The programme needs a weekly timetabled slot in each class for a consistent whole-school approach to become established. Most schools use the PSHE session as the programme supports the curriculum guidelines for PSHE and citizenship. However, care needs to be taken if the school already has an existing PSHE scheme.

The Nurturing Programme has its own structure and logical progression for the ten weeks and should not be dipped into as an add-on. After the programme is well established, normally after about a year, explicit PSHE topics can be introduced.

The programme is aligned with the literacy and learning requirements of the National Curriculum. The weekly sessions with children are usually based around circle time, although many schools incorporate aspects of the programme into other elements of the school day.

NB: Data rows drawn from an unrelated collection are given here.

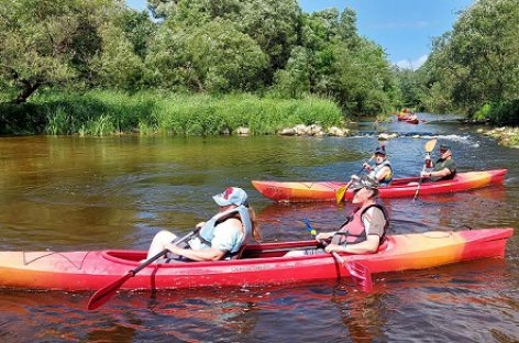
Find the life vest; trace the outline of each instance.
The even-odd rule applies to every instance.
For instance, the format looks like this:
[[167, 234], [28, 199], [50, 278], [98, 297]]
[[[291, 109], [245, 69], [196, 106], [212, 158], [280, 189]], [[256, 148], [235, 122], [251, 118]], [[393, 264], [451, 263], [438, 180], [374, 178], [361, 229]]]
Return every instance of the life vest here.
[[335, 232], [332, 236], [333, 244], [356, 244], [367, 240], [366, 235], [366, 228], [362, 222], [362, 217], [372, 207], [379, 208], [384, 213], [384, 219], [386, 220], [386, 224], [384, 225], [384, 232], [380, 237], [380, 244], [386, 239], [386, 231], [389, 226], [389, 217], [387, 214], [386, 209], [380, 202], [371, 203], [364, 207], [360, 207], [355, 209], [352, 214], [346, 219], [346, 222], [342, 225], [342, 228]]
[[375, 178], [378, 179], [377, 177], [377, 174], [378, 172], [380, 172], [384, 167], [388, 167], [389, 168], [389, 176], [386, 175], [385, 178], [383, 178], [382, 180], [379, 180], [378, 182], [380, 184], [380, 186], [387, 186], [389, 185], [391, 181], [393, 181], [393, 166], [391, 166], [391, 163], [387, 159], [384, 159], [383, 163], [380, 163], [379, 165], [376, 165], [371, 175], [374, 176]]
[[252, 236], [252, 221], [249, 215], [249, 209], [244, 206], [239, 206], [238, 208], [227, 210], [224, 212], [217, 213], [206, 224], [200, 229], [198, 235], [189, 241], [189, 246], [191, 248], [210, 248], [211, 241], [214, 237], [214, 229], [218, 224], [224, 222], [225, 220], [240, 215], [240, 220], [243, 225], [243, 234], [239, 241], [235, 242], [234, 246], [225, 254], [224, 258], [230, 258], [233, 255], [240, 252], [243, 243]]

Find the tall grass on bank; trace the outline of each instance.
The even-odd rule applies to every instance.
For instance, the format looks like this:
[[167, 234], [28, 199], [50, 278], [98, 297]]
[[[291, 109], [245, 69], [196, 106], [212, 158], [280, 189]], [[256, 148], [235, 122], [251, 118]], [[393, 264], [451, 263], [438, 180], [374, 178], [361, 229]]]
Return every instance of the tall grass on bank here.
[[496, 125], [519, 124], [519, 99], [485, 103], [475, 114], [477, 121], [489, 120]]
[[109, 135], [134, 132], [218, 135], [244, 126], [252, 134], [275, 134], [296, 124], [343, 125], [331, 100], [274, 99], [239, 95], [178, 95], [112, 90], [85, 93], [46, 91], [22, 106], [0, 104], [3, 134]]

After training, each school is asked to nominate two link teachers to help sustain the initiative by liaising with Family Links North East as well as supporting their colleagues and inducting new members of staff.

Making a difference

Carefully developed evaluation procedures allow for ongoing feedback and qualitative data on the programme. Evaluation forms are completed daily by participants, while schools complete pre- and post-training questionnaires. End of term and one-year-on questionnaires, which are completed by schools, help assess how the training is being implemented in schools and the difference the programme is making. Parents also keep a family log to help report how family life is changing during the course of the programme.

School staff have reported that in-school training impacts on the culture of schools and that running the programme concurrently in school and as a parenting course provides a consistency of message that supports programme outcomes. It also helps develop a consistency of approach when children move through the school, from one teacher to another.

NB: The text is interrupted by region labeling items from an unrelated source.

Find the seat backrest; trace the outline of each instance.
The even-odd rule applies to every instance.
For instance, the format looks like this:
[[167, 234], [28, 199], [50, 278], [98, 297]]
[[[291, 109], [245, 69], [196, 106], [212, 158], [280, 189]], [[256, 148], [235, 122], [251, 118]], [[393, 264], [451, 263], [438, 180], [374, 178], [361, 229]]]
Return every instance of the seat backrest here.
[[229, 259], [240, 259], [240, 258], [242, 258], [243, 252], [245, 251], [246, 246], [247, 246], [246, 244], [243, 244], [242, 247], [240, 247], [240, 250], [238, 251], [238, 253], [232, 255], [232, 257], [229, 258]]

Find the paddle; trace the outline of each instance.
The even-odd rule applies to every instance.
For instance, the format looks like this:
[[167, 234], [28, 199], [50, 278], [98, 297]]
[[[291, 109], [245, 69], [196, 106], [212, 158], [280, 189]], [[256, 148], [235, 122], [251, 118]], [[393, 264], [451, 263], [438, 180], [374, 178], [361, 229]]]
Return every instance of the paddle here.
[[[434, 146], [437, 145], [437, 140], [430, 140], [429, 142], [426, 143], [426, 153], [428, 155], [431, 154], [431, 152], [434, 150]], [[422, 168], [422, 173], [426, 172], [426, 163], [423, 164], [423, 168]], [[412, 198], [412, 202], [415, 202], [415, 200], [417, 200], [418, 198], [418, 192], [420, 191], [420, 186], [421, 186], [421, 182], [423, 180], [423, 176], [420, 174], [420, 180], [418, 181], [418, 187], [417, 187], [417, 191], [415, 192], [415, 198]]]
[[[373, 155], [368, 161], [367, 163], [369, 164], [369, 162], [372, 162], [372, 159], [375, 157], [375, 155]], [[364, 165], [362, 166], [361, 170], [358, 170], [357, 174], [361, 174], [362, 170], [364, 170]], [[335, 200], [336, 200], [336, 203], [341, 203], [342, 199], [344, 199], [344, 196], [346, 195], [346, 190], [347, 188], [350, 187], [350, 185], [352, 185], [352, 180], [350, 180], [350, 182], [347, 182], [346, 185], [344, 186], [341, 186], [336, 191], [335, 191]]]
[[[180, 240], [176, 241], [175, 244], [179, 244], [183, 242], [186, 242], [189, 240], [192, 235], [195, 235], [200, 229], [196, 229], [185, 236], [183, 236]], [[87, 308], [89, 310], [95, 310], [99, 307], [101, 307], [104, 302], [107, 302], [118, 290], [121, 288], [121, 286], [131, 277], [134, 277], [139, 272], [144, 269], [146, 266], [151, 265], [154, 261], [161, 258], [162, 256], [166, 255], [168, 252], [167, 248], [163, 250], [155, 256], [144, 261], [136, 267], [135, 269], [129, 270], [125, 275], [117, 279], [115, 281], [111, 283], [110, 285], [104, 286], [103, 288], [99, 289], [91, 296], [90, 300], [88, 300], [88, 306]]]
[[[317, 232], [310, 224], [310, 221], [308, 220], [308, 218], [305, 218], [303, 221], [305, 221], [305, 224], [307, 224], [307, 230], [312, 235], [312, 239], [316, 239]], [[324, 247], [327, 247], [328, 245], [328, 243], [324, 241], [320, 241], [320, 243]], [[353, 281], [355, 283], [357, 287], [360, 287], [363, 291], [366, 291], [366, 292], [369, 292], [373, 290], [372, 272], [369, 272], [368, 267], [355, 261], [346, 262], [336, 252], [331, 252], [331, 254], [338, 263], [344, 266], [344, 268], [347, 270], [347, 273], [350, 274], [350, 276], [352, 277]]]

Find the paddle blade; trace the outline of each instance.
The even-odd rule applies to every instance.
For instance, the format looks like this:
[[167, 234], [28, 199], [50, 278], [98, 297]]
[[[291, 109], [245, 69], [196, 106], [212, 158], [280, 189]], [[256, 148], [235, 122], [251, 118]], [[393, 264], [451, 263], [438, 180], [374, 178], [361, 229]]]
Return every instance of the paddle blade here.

Feedback from parents is extremely positive. Many claim that the programme has been a life-changing experience for them.

The headteacher of one local primary school reported that training had provided all school staff with new tools to help them adopt a consistent approach when managing children’s behaviour. She said that the programme’s principles were being used by teachers beyond the specific weekly sessions and that teaching assistants were also finding the programme particularly helpful.

More than 50% of the authority’s primary and nursery settings have completed the programme and Ofsted has been complimentarily about the programme’s effectiveness. In addition, qualitative data has shown:

  • 100% of participants felt the training had increased their confidence
  • 100% felt it had given them an insight into thinking from a child’s point of view
  • 85% felt that they would change the way they dealt with their own children
  • 100% of teachers felt it had given them more strategies to manage behaviour.

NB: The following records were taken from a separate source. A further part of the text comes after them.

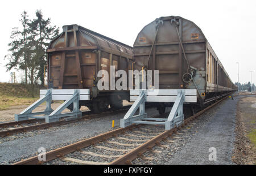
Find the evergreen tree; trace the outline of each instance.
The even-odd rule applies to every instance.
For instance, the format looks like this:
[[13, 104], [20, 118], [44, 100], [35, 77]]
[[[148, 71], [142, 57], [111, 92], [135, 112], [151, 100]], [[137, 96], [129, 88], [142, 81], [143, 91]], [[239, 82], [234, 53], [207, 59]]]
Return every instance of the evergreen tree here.
[[59, 35], [59, 28], [51, 25], [51, 19], [44, 19], [40, 10], [36, 11], [36, 18], [30, 24], [30, 32], [34, 38], [34, 57], [38, 61], [38, 72], [36, 80], [39, 78], [42, 85], [44, 85], [44, 66], [47, 65], [46, 50], [49, 41]]
[[9, 51], [11, 54], [5, 55], [5, 59], [8, 59], [9, 63], [6, 65], [7, 71], [15, 68], [22, 70], [25, 72], [25, 83], [27, 84], [27, 63], [30, 59], [30, 46], [29, 35], [29, 24], [31, 22], [28, 19], [28, 16], [26, 11], [21, 14], [22, 19], [20, 20], [22, 24], [22, 29], [19, 31], [18, 28], [13, 28], [10, 38], [12, 41], [8, 44], [10, 46]]

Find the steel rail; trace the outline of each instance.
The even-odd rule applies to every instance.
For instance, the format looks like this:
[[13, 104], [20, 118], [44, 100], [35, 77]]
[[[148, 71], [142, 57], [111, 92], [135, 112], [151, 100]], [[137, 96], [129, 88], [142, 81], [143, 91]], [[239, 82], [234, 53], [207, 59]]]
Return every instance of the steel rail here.
[[[151, 149], [154, 145], [159, 144], [160, 141], [166, 139], [167, 138], [171, 136], [172, 134], [176, 132], [177, 130], [181, 129], [181, 127], [184, 127], [187, 125], [190, 121], [193, 120], [196, 117], [200, 115], [201, 114], [205, 112], [208, 109], [212, 108], [213, 106], [217, 104], [220, 102], [224, 99], [228, 98], [228, 96], [224, 97], [222, 99], [218, 101], [212, 105], [208, 106], [203, 110], [197, 113], [195, 115], [186, 119], [184, 120], [183, 124], [179, 127], [174, 128], [171, 130], [166, 131], [158, 135], [158, 136], [153, 138], [151, 140], [146, 142], [143, 144], [140, 145], [139, 147], [135, 148], [134, 149], [131, 151], [130, 152], [127, 153], [123, 156], [119, 157], [117, 160], [109, 163], [109, 164], [130, 164], [131, 161], [141, 156], [144, 152], [147, 150]], [[128, 126], [125, 128], [119, 128], [109, 132], [107, 132], [103, 134], [97, 135], [94, 137], [92, 137], [84, 140], [69, 144], [67, 146], [63, 147], [60, 148], [56, 149], [55, 150], [48, 152], [46, 153], [46, 161], [39, 161], [38, 156], [36, 156], [17, 162], [13, 164], [14, 165], [25, 165], [25, 164], [41, 164], [44, 162], [47, 162], [49, 161], [54, 160], [57, 158], [63, 158], [64, 156], [73, 152], [76, 151], [80, 151], [81, 149], [88, 147], [89, 145], [94, 145], [95, 144], [106, 140], [107, 139], [116, 136], [117, 135], [125, 133], [128, 131], [131, 130], [133, 128], [140, 127], [142, 125], [132, 125]]]
[[[127, 109], [129, 109], [130, 107], [130, 105], [125, 106], [123, 106], [123, 108], [122, 108], [120, 109], [118, 109], [117, 110], [115, 110], [115, 111], [111, 111], [112, 110], [111, 110], [111, 109], [110, 109], [109, 110], [110, 111], [104, 112], [101, 114], [86, 114], [86, 115], [82, 116], [80, 118], [75, 119], [73, 120], [70, 120], [69, 121], [57, 121], [57, 122], [51, 122], [51, 123], [41, 123], [41, 124], [31, 125], [31, 126], [26, 126], [26, 127], [18, 127], [18, 128], [15, 128], [14, 129], [0, 131], [0, 137], [5, 137], [5, 136], [9, 136], [12, 134], [14, 134], [15, 133], [18, 133], [18, 132], [27, 132], [27, 131], [35, 130], [40, 130], [40, 129], [45, 129], [45, 128], [47, 128], [49, 127], [51, 127], [52, 126], [59, 126], [59, 125], [65, 125], [65, 124], [68, 124], [68, 123], [72, 123], [72, 122], [77, 122], [77, 121], [84, 119], [91, 119], [91, 118], [95, 118], [95, 117], [102, 117], [104, 115], [111, 114], [112, 113], [122, 113], [123, 112], [125, 112], [125, 111]], [[89, 113], [90, 111], [86, 111], [86, 112]], [[89, 115], [89, 116], [88, 116], [88, 115]], [[25, 121], [29, 122], [35, 122], [36, 121], [36, 119], [30, 119], [30, 120], [26, 120], [26, 121], [20, 121], [20, 122], [11, 122], [13, 123], [13, 124], [15, 124], [14, 122], [25, 123], [26, 122]], [[8, 123], [11, 123], [11, 122], [8, 122]]]
[[161, 141], [164, 140], [166, 138], [171, 136], [173, 134], [176, 133], [176, 132], [178, 130], [180, 130], [181, 128], [181, 127], [183, 127], [185, 126], [186, 126], [191, 121], [193, 120], [195, 118], [201, 115], [202, 113], [204, 113], [209, 109], [212, 108], [216, 104], [222, 101], [223, 100], [225, 100], [227, 98], [228, 96], [223, 98], [222, 99], [220, 100], [217, 102], [214, 103], [213, 104], [207, 107], [201, 111], [198, 112], [196, 114], [185, 119], [184, 123], [181, 125], [181, 126], [176, 127], [175, 128], [174, 128], [171, 130], [165, 131], [163, 133], [158, 135], [158, 136], [156, 136], [155, 137], [147, 141], [142, 145], [129, 152], [126, 154], [121, 156], [117, 159], [110, 162], [109, 164], [110, 165], [131, 164], [131, 161], [137, 158], [137, 157], [140, 157], [143, 153], [146, 152], [147, 151], [151, 149], [154, 146], [159, 144]]
[[105, 132], [104, 134], [92, 137], [82, 141], [63, 147], [48, 152], [46, 153], [46, 161], [39, 161], [38, 156], [36, 156], [30, 158], [27, 158], [13, 164], [13, 165], [32, 165], [41, 164], [44, 162], [54, 160], [56, 158], [62, 158], [65, 154], [68, 154], [76, 151], [80, 151], [81, 148], [88, 147], [91, 145], [105, 140], [108, 138], [115, 136], [118, 134], [124, 133], [127, 131], [131, 130], [133, 128], [137, 127], [139, 125], [133, 125], [125, 128], [119, 128], [118, 129]]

Parents and teachers overwhelmingly report that their confidence has grown and that they are able to use more positive approaches to managing behaviour. As a result, the programme is now written into Sunderland’s extended schools, CAMHS and parentingstrategies.

Investing in the future
Our conviction is that, by building emotional literacy in children, we will over time see:

  • fewer mental health problems
  • a reduced need for counselling
  • a reduced risk of offending
  • the removal of barriers to learning.

The right conditions

Things to consider before introducing an emotional literacy family programme:

  • How well does the programme match the existing ethos of the school?
  • Is the headteacher genuinely committed to the principles of the programme?
  • Can staff take on another initiative? What are their stress levels like?
  • How responsive are parents to school initiatives?
  • If you are already using a structured PSHE and SEAL course, how will the new programme complement them?
  • Are you looking for a quick fix to sort out difficult behaviour or are school staff committed to enhancing the emotional health of all adults and children in school?